In an effort to understand whether certain groups derived preferential benefit from T-DM1, tumor tissue was collected prospectively for a biomarker analysis. Results of the biomarker analysis, presented at the 2013 AACR Annual Meeting demonstrated that all women in every subgroup had superior outcomes on T-DM1 versus capecitabine/lapatinib. However, women with the highest expression of HER2 had the most benefit from T-DM1, while the presence of phosphoinositide 3-kinase (PIK3CA
) mutations had no effect on response to T-DM1 but did interfere with response to capecitabine/lapatinib.
The presence of PIK3CA
mutations has been associated with resistance to trastuzumab in HER2-positive breast cancer. Lead author of the biomarker analysis José Baselga, MD, PhD, physician-in-chief at Memorial Sloan-Kettering Cancer Center in New York City, said, “Unlike other HER2-directed therapies, T-DM1 is PIK3CA mutation neutral.”
Baselga said that HER2-positive breast cancer is heterogeneous, and that he considers the findings of the biomarker study important. “These data will help us as we identify a panel of molecular features that we can use to make informed treatment decisions,” he noted.
The antibody-drug conjugate T-DM1 has a unique mechanism of action, linking trastuzumab to a highly toxic chemotherapy called emtansine. Once the trastuzumab portion of the compound binds to HER2, emtansine is released directly into the tumor cells, killing the tumor and sparing normal cells.
Tumor samples collected prospectively from patients enrolled in the EMILIA study were analyzed for the expression of EGFR, HER2 mRNA, and PIK3CA. PFS and then the amount of HER2 mRNA expression and PIK3CA mutation frequency were correlated with PFS and OS. Median HER2 mRNA concentration ratios and PIK3CA
mutation frequencies were similar across all treatment arms.
T-DM1 achieved superior PFS and OS in all biomarker subgroups. However, tumors that expressed high HER2 mRNA levels had better outcomes compared with those with lower levels of expression.
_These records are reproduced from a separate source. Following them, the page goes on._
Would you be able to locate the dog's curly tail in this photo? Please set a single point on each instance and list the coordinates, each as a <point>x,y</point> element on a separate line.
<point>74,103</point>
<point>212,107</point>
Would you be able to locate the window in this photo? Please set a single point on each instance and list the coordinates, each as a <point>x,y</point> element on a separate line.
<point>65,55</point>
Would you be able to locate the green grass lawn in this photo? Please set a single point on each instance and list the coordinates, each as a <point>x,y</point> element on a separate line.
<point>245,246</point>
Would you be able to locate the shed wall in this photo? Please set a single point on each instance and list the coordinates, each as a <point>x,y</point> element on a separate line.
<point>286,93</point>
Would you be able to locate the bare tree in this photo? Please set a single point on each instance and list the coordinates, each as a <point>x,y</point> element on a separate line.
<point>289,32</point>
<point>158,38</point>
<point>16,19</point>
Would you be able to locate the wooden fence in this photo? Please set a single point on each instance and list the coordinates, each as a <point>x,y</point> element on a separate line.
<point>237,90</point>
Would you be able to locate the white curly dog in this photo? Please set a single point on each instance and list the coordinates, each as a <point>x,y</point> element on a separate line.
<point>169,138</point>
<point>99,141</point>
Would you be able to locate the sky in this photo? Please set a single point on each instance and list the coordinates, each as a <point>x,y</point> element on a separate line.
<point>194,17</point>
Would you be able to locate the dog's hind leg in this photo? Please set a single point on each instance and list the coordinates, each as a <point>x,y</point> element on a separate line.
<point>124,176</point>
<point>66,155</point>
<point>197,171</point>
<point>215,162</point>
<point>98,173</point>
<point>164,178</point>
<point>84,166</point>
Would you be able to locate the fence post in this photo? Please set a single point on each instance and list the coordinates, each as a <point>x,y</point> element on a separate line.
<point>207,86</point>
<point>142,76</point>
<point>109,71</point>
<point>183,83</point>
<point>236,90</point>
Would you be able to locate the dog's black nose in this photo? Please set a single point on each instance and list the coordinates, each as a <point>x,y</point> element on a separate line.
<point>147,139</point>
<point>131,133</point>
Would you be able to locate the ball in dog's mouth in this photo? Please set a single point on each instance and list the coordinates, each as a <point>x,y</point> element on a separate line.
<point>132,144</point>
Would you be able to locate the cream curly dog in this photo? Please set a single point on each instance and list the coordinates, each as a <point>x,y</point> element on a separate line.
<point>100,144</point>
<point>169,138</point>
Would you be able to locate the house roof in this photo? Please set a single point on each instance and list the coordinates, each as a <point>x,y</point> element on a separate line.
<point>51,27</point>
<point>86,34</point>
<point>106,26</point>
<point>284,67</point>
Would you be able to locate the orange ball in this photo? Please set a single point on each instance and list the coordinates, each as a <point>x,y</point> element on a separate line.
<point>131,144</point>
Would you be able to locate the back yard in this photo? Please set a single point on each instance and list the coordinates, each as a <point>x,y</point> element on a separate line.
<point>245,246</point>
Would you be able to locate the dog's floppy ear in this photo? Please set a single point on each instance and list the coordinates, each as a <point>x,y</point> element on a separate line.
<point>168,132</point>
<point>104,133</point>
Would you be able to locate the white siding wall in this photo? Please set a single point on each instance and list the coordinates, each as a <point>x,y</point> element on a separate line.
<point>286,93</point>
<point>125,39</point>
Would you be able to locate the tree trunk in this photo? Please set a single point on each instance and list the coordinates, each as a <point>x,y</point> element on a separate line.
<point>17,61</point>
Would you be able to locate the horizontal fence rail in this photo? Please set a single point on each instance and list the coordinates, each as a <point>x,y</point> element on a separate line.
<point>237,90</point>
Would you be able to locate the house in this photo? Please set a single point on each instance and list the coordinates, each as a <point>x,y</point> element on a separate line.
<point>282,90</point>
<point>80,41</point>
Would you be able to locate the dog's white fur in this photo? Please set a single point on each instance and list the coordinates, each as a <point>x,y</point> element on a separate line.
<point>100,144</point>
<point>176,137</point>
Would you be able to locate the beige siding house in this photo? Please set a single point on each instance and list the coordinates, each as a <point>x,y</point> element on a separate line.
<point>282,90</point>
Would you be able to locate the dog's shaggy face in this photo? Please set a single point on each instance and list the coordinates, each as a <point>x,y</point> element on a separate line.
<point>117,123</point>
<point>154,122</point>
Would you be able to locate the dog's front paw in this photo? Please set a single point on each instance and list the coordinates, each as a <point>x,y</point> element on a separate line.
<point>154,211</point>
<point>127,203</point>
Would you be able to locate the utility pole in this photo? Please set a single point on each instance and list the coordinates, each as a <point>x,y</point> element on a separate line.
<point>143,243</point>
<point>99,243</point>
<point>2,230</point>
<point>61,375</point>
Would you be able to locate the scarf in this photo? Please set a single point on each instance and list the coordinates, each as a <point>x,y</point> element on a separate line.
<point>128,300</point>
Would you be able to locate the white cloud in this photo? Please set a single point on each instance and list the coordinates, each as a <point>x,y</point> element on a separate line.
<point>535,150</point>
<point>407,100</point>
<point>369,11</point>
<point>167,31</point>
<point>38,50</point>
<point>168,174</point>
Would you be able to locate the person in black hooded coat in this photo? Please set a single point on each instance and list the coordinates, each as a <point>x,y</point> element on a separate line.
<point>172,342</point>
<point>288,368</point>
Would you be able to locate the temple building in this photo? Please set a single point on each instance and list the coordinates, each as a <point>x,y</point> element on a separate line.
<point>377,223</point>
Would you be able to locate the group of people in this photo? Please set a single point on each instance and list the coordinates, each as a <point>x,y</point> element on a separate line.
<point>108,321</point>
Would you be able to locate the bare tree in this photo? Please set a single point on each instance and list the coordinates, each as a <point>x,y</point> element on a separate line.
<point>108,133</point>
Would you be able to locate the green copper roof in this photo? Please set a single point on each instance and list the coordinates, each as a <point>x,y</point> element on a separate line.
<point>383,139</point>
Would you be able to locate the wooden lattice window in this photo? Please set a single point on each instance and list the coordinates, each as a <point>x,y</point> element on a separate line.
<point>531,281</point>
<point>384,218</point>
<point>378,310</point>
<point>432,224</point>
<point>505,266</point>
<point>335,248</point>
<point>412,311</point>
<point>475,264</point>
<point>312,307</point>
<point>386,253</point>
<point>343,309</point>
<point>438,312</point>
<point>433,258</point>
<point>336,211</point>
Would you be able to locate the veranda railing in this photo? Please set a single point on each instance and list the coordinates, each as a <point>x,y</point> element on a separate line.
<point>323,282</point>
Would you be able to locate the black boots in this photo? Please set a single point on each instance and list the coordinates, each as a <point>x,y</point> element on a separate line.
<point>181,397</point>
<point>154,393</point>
In the high expressors, median PFS was 34.1 months with T-DM1 versus 24.8 months with capecitabine/lapatinib.
The presence of PIK3CA mutations led to worse outcomes in patients treated with capecitabine/lapatinib compared with wild-type PIK3CA
. Those with mutations had shorter OS by a mean of 10 months versus wild-type PIK3CA
. The presence of PIK3CA mutations had no effect on PFS or OS in the T-DM1 arm.
“Our results are not practice-changing at this point,” Baselga commented at an official press conference. “It is possible that patients with high HER2 expression may not need chemotherapy if treated with T-DM1, but that is speculation and would need to be studied.”
Compounds that target PIK3CA
could be an option for HER2-positive patients with these mutations, but further study is needed, he said.
T-DM1 may find a role earlier in the course of breast cancer. Ongoing studies are evaluating the antibodydrug conjugate as adjuvant therapy and as first-line therapy for metastatic disease.
Other novel antibody-drug conjugates are being studied in solid tumors. Moderator of a press conference where these findings were presented, Louis M. Weiner, MD, director of the Georgetown University Lombardi Comprehensive Cancer Center, Washington, DC, said, “The lessons of T-DM1 are not unique to T-DM1, but to other antibody-drug conjugates as well. The therapeutic concept of antibody-drug conjugates makes sense. Target the antigen on the cell surface, and deliver powerful cytotoxic chemotherapy. The antibody delivers the potent drug that could not be given otherwise to exactly where it needs to go.”
Baselga J, Verma S, Jungsil R, et al. Relationship between tumor biomarkers (BM) and efficacy in EMILIA, a phase III study of trastuzumab emtansine (T-DM1) in HER2-positive metastatic breast cancer (MBC). Presented at: the AACR Annual Meeting 2013; April 6-10, 2013; Washington, DC. LB-63.